Alasan Witan Sulaiman Pilih Gabung Klub Liga 2

PSIM Yogyakarta baru saja mengumumgkan kedatangan tujuh pemain anyar di paruh kedua Liga 2 musim ini.

Salah satu nama kejutan yang bergabung dengan Laskar Mataram tentu saja Witan Sulaiman. Pemain berusia 18 tahun asal Palu ini merupakan wonderkid Timnas Indonesia U-23 di bawah asuhan pelatih Indra Sjafri.

Pemain yang digadang-gadang akan mengikuti jejak Egy Maulana Vikti untuk tampil di Eropa ini justru menerima pinangan klub Liga 2.

“Kami sudah lama mengincar Witan, termasuk bernegosiasi dengan calon klubnya di Eropa. Akhirnya, kami bisa menggunakan Witan Sulaeman sampai akhir musim. Jadi, PSIM adalah mutlak pemilik Witan saat ini,” ungkap Bambang Susanto, CEO PSIM, Minggu (18/8/2019).

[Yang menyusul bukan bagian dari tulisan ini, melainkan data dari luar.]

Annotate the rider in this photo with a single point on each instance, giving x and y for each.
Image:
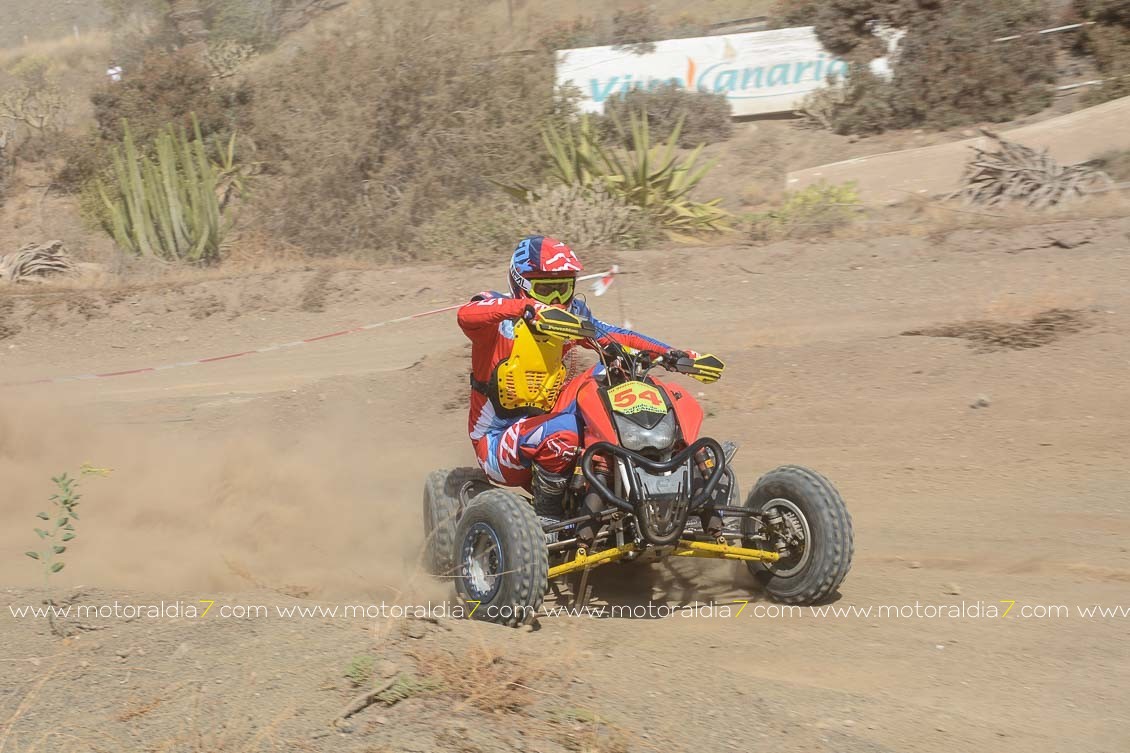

“Terus terang upaya mendatangkan Witan adalah dari manajemen. Saya sendiri pernah melihat kualitasnya saat bertanding di Singapura. Kemudian kami berkonsultasi dengan coach Aji Santoso, yang mengatakan Witan memang pemain dengan talenta luar biasa,” tutur Bambang Susanto.

Witan juga menjelaskan alasan pemilihan PSIM sebagai klub profesional pertamanya.

“Saya sempat sulit bernegosiasi dengan klub, karena saya tidak punya waktu lama di Indonesia. Januari mendatang saya harus sudah di klub Eropa. Saya pribadi berterima kasih kepada PSIM Yogyakarta,” ungkap Witan.

“Dengan kepercayaan ini, saya ingin memberikan yang terbaik untuk PSIM Yogyakarta. Saya bertekad memaksimalkan menit bermain di PSIM dan membawa tim ini promosi ke Liga 1. PSIM salah satu tim besar di Indonesia dan punya suporter fanatik, itu satu di antara pertimbangannya,” imbuh Witan.

Pemain jebolan SKO Ragunan ini butuh menit bermain reguler demi mendapat tempat di timnas U-23, jelang SEA Games 2019 November mendatang di Manila dan juga sebelum ia menuju ke Liga Eropa.

“Demi kepentingan timnas Indonesia pada SEA Games nanti, Witan diharapkan bisa menimba pengalaman melalui kompetisi profesional Indonesia dan setiap saat siap membela timnas,” tulis keterangan di unggahan PSIM.

Saat ini, PSIM menempati peringkat kedua klasemen Liga 1 Grup Timur. PSIM sudah mengumpulkan 18 poin dari 10 laga, hasil enam kali menang dan empat kali kalah.